Širom – The Liquified Throne of Simplicity

· par Luc Marchessault

Pour la petite histoire, Širom est né d’une triangulation : Ana Kravanja et Samo Kutin formaient déjà un duo de kalimba lorsque Iztok Koren, ne sachant pas encore qu’il incarnerait l’angle manquant du trio, s’est pointé à un atelier de confection de balafons. Ils ont improvisé des airs et se sont proposé de jouer ensemble de nouveau. C’était en 2015 et ces trois multi-instrumentistes slovènes, qui planchent concurremment sur une trâlée d’autres projets, ont par la suite créé quatre albums : d’abord I, en 2016, puis trois autres aux titres anglais et biscornus, soit I Can Be a Clay Snapper (2017), A Universe That Roasts Blossoms for a Horse (2019) et, tout récemment, The Liquified Throne of Simplicity (Utekočinjeni prestol preprostih, en slovène).

La musique de Širom a ceci de particulier qu’elle semble issue d’une tradition immémoriale, alors qu’elle regroupe plutôt un tas d’influences et émane, surtout, de l’imagination d’Ana, d’Iztok et de Samo. Ils ont tous trois vu le jour en Slovénie, république indépendante depuis 1991 après avoir été sous domination romaine, byzantine, carolingienne, romaine-germanique, hongroise, vénitienne, illyrienne-française, autrichienne, austro-hongroise et yougoslave. Les trois âmes libres de Širom ne cessent de s’épanouir dans ce petit pays montagneux, car leur curiosité instrumentale est insatiable : à trois, ils jouent notamment de la viole, de la vielle à roue, de l’ocarina, du tempura brač (une sorte de guitare-mandoline tronquée des Balkans), du banjo, de la lyre, du luth, du guembri (luth à trois cordes caractéristique de la musique gnaoua du Maroc), du mizmar (hautbois à anche double du Proche-Orient), ainsi que d’une pléthore de percussions et d’instruments faits main ou d’objets dont ils exploitent le potentiel musical.
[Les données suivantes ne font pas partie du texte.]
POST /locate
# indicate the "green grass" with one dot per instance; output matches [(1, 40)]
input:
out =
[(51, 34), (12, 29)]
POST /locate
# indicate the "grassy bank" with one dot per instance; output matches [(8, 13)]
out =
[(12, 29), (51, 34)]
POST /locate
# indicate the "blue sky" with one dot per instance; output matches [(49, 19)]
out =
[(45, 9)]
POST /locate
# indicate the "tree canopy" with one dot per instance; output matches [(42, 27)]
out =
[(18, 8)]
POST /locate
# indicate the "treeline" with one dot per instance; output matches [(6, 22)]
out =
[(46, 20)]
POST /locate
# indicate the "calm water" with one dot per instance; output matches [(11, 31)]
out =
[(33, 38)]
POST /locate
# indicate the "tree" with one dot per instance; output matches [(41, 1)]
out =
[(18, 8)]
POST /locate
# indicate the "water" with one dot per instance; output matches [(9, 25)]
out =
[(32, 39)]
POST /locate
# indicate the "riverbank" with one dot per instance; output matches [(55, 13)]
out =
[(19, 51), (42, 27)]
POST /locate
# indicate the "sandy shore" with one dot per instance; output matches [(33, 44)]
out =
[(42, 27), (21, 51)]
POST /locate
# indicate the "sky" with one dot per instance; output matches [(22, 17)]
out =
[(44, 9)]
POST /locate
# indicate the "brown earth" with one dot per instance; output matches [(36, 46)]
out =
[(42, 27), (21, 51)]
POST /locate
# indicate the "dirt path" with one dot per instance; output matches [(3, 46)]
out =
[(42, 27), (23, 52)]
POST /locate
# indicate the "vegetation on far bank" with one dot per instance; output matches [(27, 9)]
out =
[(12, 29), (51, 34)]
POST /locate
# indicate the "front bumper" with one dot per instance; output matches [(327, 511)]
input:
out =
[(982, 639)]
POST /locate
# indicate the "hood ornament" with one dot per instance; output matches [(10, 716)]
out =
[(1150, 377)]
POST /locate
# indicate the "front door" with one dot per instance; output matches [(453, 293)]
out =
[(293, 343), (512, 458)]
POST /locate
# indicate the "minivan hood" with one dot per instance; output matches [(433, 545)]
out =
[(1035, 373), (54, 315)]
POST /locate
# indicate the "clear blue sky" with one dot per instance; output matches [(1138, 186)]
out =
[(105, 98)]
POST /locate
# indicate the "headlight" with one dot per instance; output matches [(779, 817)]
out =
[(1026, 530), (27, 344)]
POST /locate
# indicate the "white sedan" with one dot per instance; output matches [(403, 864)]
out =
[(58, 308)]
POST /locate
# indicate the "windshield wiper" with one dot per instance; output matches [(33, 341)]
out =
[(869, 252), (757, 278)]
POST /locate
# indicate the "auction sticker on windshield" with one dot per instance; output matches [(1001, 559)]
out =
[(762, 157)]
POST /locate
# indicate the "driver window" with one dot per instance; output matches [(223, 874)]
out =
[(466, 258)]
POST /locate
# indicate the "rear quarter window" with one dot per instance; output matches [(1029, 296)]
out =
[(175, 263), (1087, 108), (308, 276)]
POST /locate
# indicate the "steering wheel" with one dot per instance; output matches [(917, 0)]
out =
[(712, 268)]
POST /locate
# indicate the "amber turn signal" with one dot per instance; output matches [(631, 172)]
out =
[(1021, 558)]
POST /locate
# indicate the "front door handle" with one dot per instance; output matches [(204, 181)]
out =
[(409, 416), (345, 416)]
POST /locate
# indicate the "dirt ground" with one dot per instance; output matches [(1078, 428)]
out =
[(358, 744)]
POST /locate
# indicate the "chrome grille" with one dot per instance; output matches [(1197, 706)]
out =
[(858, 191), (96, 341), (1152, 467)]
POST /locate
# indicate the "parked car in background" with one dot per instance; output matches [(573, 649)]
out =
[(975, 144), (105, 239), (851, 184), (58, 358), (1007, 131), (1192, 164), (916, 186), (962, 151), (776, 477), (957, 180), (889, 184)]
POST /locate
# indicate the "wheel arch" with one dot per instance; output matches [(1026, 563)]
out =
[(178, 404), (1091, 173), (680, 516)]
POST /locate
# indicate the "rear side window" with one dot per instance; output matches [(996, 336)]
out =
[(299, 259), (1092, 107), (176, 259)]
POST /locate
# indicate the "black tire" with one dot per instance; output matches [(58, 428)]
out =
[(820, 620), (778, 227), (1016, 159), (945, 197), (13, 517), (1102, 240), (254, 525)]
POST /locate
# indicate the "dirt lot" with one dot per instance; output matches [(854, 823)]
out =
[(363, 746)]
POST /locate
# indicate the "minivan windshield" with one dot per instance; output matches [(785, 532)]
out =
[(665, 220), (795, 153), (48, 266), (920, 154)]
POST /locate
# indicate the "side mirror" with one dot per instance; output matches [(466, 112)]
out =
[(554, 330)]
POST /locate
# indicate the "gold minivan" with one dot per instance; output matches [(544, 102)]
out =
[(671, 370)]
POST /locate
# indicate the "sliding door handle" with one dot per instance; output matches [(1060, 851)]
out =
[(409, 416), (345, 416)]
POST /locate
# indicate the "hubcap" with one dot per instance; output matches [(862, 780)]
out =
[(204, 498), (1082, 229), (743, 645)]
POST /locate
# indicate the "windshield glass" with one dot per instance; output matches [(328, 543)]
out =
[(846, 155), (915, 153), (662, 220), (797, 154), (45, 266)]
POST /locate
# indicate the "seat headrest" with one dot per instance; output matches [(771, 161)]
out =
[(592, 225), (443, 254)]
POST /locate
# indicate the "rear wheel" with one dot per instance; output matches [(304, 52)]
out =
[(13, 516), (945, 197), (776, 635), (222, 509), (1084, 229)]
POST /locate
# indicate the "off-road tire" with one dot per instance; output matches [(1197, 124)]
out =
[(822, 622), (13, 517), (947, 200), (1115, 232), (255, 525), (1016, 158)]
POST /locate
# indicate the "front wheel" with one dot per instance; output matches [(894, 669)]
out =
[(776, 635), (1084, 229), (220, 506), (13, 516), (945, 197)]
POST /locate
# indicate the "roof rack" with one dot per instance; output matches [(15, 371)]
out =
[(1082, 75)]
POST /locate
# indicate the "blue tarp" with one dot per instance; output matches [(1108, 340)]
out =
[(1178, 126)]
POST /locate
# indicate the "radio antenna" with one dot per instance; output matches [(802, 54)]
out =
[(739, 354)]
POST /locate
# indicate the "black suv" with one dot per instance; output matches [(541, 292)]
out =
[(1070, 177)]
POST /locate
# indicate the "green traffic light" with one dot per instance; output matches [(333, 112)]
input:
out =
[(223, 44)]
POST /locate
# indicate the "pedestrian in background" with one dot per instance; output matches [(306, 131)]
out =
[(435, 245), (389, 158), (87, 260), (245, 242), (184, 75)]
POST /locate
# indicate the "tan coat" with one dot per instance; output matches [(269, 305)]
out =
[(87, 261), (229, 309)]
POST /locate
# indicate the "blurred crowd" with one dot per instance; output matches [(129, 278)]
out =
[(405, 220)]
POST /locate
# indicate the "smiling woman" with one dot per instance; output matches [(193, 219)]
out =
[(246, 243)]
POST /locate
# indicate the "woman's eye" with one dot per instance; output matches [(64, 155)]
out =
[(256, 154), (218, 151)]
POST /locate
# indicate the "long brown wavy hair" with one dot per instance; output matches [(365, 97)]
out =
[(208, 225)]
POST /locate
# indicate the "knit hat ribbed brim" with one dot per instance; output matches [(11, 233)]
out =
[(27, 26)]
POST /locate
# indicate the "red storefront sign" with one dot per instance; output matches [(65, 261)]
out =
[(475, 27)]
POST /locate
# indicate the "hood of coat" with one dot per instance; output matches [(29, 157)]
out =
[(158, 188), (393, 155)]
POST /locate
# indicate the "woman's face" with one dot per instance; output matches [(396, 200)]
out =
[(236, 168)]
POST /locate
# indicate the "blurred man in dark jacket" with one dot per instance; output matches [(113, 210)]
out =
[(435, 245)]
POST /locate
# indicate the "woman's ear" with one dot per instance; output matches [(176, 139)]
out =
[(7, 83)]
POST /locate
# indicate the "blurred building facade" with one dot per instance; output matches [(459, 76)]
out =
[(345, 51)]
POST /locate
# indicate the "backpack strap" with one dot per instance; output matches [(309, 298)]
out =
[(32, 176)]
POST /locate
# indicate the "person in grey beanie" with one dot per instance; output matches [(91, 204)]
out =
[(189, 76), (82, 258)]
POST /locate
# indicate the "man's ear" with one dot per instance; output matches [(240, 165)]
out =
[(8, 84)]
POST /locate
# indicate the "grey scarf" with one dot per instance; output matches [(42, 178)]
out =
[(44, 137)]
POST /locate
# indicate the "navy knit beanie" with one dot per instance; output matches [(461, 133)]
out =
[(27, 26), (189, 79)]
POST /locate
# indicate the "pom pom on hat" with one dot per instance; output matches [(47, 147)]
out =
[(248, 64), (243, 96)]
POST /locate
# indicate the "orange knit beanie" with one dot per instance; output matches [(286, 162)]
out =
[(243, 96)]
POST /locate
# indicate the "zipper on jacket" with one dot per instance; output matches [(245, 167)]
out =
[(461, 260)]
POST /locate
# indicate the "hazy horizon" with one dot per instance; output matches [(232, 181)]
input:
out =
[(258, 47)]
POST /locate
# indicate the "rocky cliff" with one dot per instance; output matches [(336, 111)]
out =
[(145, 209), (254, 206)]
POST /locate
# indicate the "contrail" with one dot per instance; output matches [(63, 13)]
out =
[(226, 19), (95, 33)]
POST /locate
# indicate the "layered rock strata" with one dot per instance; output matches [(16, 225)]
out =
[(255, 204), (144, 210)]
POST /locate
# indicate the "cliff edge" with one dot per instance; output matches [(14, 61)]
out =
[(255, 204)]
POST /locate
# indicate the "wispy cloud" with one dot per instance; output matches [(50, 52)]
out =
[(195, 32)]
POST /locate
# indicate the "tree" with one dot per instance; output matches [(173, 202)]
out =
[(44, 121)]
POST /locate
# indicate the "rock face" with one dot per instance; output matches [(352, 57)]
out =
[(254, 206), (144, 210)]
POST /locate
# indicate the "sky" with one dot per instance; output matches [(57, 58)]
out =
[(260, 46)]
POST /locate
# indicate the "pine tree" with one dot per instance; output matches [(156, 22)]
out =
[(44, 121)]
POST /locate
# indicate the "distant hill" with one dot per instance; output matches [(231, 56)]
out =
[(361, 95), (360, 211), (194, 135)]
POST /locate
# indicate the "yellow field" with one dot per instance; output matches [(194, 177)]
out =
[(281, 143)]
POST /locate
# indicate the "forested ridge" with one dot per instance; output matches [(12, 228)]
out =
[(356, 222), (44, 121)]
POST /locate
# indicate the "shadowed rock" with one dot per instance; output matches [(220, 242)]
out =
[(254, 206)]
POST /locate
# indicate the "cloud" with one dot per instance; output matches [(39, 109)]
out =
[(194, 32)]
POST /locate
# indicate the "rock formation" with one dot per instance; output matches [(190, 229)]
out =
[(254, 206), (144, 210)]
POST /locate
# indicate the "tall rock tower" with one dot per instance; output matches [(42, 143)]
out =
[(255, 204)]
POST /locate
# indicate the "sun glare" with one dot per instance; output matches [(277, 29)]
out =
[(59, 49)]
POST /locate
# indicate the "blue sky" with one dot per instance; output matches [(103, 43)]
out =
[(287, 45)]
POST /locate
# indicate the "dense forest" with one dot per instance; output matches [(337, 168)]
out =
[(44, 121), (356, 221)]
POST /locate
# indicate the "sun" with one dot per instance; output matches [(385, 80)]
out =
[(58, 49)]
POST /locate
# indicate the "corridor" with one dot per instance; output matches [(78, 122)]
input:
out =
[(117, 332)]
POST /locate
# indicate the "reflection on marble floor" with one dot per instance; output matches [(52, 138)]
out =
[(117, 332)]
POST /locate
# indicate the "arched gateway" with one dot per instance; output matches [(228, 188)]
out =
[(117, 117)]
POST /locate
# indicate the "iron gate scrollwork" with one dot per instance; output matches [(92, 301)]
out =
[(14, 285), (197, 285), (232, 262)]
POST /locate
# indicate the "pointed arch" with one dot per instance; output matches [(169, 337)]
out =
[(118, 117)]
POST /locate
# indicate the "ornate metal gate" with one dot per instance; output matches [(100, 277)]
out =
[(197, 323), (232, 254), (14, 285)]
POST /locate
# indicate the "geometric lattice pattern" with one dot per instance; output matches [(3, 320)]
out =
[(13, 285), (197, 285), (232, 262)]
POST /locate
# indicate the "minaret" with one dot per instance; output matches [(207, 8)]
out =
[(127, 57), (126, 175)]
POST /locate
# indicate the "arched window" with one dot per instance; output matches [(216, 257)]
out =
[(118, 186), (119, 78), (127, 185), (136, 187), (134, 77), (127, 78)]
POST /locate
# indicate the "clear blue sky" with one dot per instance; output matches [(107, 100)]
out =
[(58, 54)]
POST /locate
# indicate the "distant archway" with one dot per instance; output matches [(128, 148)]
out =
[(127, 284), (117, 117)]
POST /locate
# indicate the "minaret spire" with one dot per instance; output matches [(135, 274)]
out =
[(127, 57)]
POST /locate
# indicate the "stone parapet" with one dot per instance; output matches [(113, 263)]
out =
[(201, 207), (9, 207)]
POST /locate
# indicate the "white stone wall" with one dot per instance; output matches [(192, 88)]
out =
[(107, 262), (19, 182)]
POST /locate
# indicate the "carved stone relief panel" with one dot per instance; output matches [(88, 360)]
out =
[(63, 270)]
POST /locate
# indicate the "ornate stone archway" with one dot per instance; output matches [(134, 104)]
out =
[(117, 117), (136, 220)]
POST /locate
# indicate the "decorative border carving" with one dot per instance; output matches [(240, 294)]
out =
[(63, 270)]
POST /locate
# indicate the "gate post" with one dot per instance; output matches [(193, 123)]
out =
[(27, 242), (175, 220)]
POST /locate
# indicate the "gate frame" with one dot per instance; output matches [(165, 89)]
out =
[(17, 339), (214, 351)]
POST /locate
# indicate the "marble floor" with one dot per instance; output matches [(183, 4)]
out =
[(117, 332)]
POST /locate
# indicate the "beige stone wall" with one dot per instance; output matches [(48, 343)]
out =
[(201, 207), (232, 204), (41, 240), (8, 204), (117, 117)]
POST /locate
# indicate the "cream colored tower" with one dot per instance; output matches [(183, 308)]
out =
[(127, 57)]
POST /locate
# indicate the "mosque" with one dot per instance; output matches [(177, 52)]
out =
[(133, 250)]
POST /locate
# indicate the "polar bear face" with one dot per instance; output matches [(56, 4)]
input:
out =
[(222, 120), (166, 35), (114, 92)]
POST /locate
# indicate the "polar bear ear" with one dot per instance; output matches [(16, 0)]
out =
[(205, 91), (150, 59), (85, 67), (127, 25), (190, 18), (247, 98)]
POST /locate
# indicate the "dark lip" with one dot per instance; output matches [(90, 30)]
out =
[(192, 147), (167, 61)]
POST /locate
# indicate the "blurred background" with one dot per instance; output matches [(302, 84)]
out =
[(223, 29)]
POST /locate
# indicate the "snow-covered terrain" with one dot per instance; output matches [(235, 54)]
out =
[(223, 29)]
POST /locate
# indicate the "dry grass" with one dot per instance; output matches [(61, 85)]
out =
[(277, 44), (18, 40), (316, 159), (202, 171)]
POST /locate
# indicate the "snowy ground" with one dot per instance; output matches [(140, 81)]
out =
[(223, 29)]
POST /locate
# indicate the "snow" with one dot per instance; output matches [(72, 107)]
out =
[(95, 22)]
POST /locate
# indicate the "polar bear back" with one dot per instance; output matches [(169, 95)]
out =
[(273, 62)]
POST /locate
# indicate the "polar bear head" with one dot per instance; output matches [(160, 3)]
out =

On ne s’étonnera guère que les cinq pièces d’Utekočinjeni prestol preprostih soient puissamment évocatrices, dépaysantes et ensorcelantes. Ni que Širom donne des concerts dans des villages, des pâturages ou même une vieille étable. La post-rock médiévale Wilted Superstition Engaged in Copulation défile, pendant vingt minutes, comme une course sur le bord d’un ravin. Grazes, Wrinkles, Drifts into Sleep est un voyage de 16 minutes on ne sait trop où, peut-être dans une contrée vaguement orientale. La dissonante A Bluish Flickering pourrait être la trame sonore d’un séjour dans une grotte. Durant les 18 minutes et 43 secondes de Prods the Fire with a Bone, Rolls over with a Snake, les voix d’Ana et de Samo nous rappellent ce que devaient ressentir nos lointains aïeux il y a quelques millénaires, lors de leurs bivouacs nocturnes en terres inconnues. Puis, Širom nous dit « À une prochaine fois » au moyen de la brève I Unveil a Peppercorn to See It Vanish, une mélopée bluegrass balkanique qui hantera l’humble voyageur-musicophile.